On March 29, 2024, Shenandoah Mobile, LLC, a wholly-owned subsidiary of Shenandoah Telecommunications Company, completed the initial closing of its previously disclosed sale of substantially all of Shentel’s tower portfolio and operations (“Tower Portfolio”) to Vertical Bridge Holdco, LLC for $309.9 million (the “Tower Transaction”). The Company received $305.8 million, net of certain transaction costs at the time of the initial closing. At the initial close, the Company conveyed sites representing approximately 99.5% of the tower portfolio value. The Company expects to convey the remaining tower sites in the portfolio by the end of March 2025. The Tower Transaction was completed pursuant to the terms of a Purchase and Sale Agreement, dated February 29, 2024, as amended by Amendment No. 1 to the Purchase and Sale Agreement, dated March 29, 2024.

The Tower Portfolio represented substantially all of the assets and operations in Shentel’s previously reported Tower Reporting Segment and the Tower Transaction represented a strategic shift in the Company’s business. Consequently, the Tower Portfolio has been reclassified as a discontinued operation. For all periods presented, the assets and liabilities that transferred in the Tower Transaction (the “disposal group”) are presented as held for sale in our unaudited condensed consolidated balance sheets, and operating results and cash flows related to the Tower Portfolio were reflected as a discontinued operations in our unaudited condensed consolidated statements of comprehensive income and unaudited condensed consolidated statements of cash flows. Refer to Note 14, Discontinued Operations for more information regarding the presentation of the disposal group in the Company’s financial statements.

As a result of the sale of the Tower Portfolio, the Company has one reportable segment.

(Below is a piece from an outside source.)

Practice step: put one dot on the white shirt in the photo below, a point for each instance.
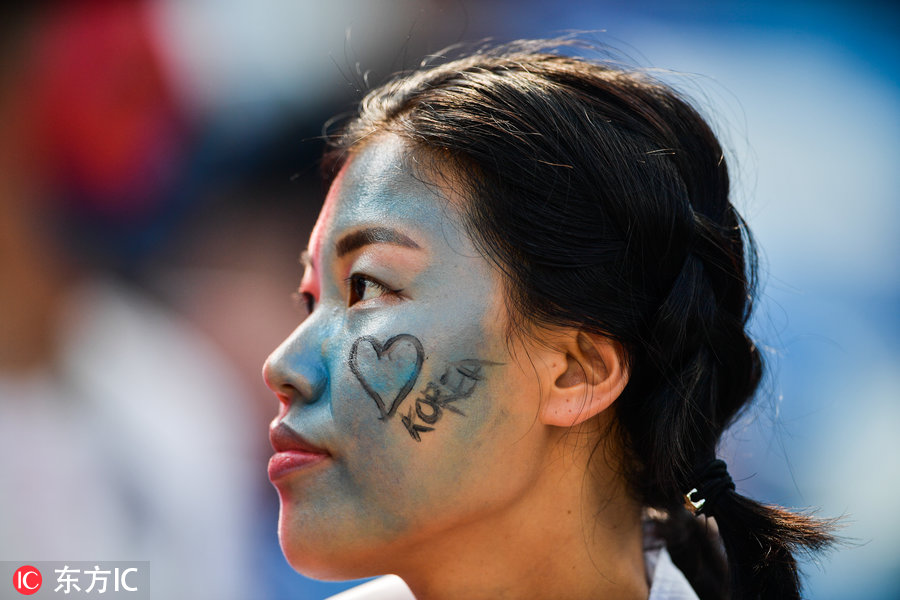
(666, 582)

Consequently, segment reporting previously disclosed is no longer applicable.
Adoption of New Accounting Standards
Adoption of New Accounting Standards

There have been no material developments related to recently issued accounting standards, including the expected dates of adoption and estimated effects on the Company’s unaudited condensed consolidated financial statements and note disclosures
from those disclosed in the Company’s Annual Report on Form 10-K for its fiscal year ended December 31, 2023, that would be expected to impact the Company.
Investments
SERP investments at fair value: The fair value of the SERP investments are based on unadjusted quoted prices in active markets and are classified as Level 1 of the fair value hierarchy.

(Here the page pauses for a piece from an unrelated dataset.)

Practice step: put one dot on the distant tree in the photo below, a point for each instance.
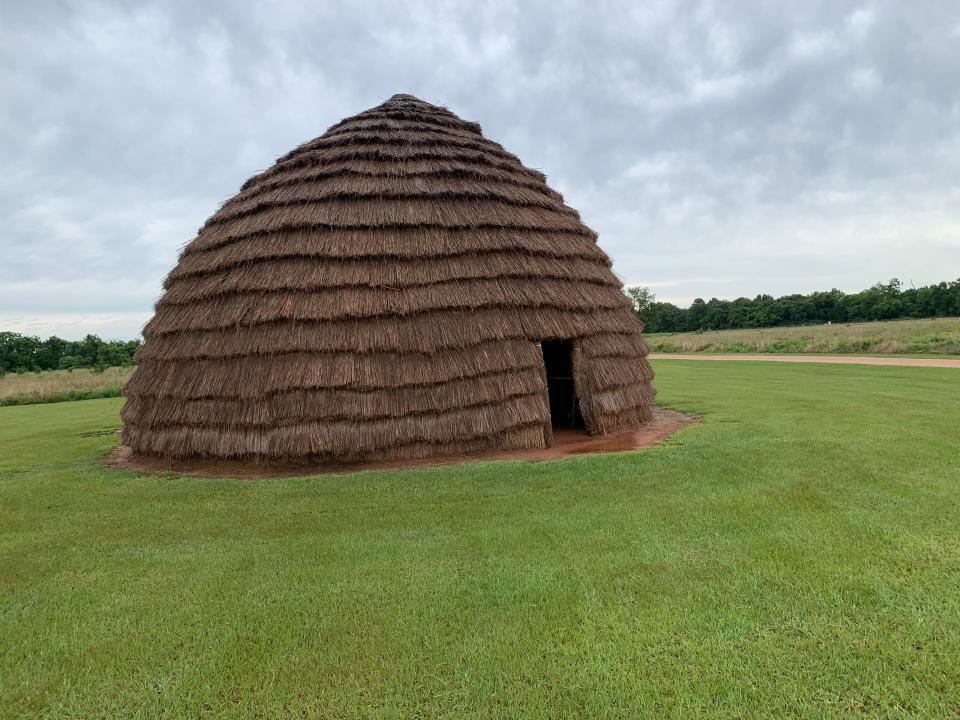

Cost method investments: Shentel’s investment in CoBank’s Class A common stock, derived from the CoBank patronage program, represented substantially all of the Company’s cost method investments with a balance of $10.1 million at both March 31, 2024 and December 31, 2023. We recognized approximately $0.3 million and $0.1 million of patronage income in other income for the three months ended March 31, 2024 and 2023, respectively. The Company expects that approximately 88% of the patronage distributions will be collected in cash and 12% in equity in 2024.